One of the highlights was the opening speech by Jacqueline de Rojas, Chair of Digital Leaders. Jacqueline pointed out the mismatch between the UK’s high demand for skilled workers for the Tech industry and the underrepresentation of women in the same area.
“The most critical area is encouraging women to get into the Tech industry. Take a look at gaming, for an example. 50% of gamers are female and yet less than 7% of women make up the development site of the gaming industry. So, who is creating what and for whom? That’s an opportunity. We have an urgent skills gap and we must turn to the women,”said Jacqueline de Rojas.

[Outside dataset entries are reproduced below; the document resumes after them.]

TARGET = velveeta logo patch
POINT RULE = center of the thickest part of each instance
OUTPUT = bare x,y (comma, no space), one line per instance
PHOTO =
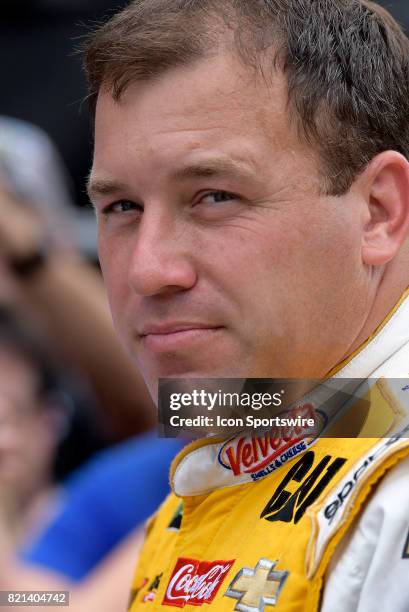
260,455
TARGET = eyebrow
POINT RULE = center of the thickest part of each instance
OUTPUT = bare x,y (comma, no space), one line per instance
216,168
213,168
103,187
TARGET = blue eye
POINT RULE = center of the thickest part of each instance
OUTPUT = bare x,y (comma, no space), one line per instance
217,197
122,206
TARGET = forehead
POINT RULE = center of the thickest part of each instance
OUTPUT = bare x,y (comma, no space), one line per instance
216,103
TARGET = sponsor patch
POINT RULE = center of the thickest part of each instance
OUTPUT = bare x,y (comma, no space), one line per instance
134,593
258,456
289,505
152,589
336,507
257,588
195,582
176,520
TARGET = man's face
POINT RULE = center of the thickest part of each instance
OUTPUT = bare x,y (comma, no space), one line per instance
221,256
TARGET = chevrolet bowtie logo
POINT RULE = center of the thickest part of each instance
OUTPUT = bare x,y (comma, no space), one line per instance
257,588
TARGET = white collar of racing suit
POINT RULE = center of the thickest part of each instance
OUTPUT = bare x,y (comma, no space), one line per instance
200,469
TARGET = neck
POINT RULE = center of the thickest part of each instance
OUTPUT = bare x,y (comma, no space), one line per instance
393,282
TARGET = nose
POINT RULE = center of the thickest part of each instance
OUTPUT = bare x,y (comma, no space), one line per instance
161,259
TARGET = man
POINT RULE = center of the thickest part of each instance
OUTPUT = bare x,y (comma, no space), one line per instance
251,185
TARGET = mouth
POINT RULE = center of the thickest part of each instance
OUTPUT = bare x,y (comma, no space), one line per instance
168,338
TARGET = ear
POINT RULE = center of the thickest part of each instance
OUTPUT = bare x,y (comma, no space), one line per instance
385,183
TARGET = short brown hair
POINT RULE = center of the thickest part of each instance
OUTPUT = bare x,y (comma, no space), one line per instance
346,64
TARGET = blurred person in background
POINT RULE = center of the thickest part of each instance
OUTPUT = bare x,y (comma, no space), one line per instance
83,534
44,275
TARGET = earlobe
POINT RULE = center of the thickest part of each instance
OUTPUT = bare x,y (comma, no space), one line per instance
386,181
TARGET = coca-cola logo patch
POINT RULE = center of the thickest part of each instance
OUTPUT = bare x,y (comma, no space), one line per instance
195,582
260,455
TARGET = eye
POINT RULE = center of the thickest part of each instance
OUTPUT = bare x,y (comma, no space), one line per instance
217,197
122,206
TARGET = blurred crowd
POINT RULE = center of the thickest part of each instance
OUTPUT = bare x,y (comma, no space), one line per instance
81,468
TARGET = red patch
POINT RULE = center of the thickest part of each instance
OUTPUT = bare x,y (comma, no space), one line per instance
195,582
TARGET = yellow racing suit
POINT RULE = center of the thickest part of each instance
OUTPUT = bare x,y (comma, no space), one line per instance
255,523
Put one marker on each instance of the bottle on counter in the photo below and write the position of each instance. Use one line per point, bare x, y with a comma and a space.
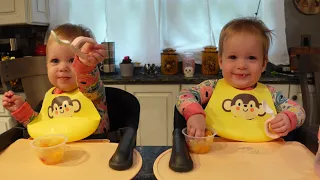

Besides attracting more women for technology careers, Jacqueline believes a change in mentality is needed in the corporate world in order for the advancement of women to leadership positions can be seen not only as a plea for diversity’s sake, but in terms of business benefit and productivity.
“One woman on the board of a business can reduce the risk of bankruptcy by 20% and that percentage increases the more women you have on the team. We should all look at diversity and inclusion in terms of business benefit and productivity,”concluded de Rojas.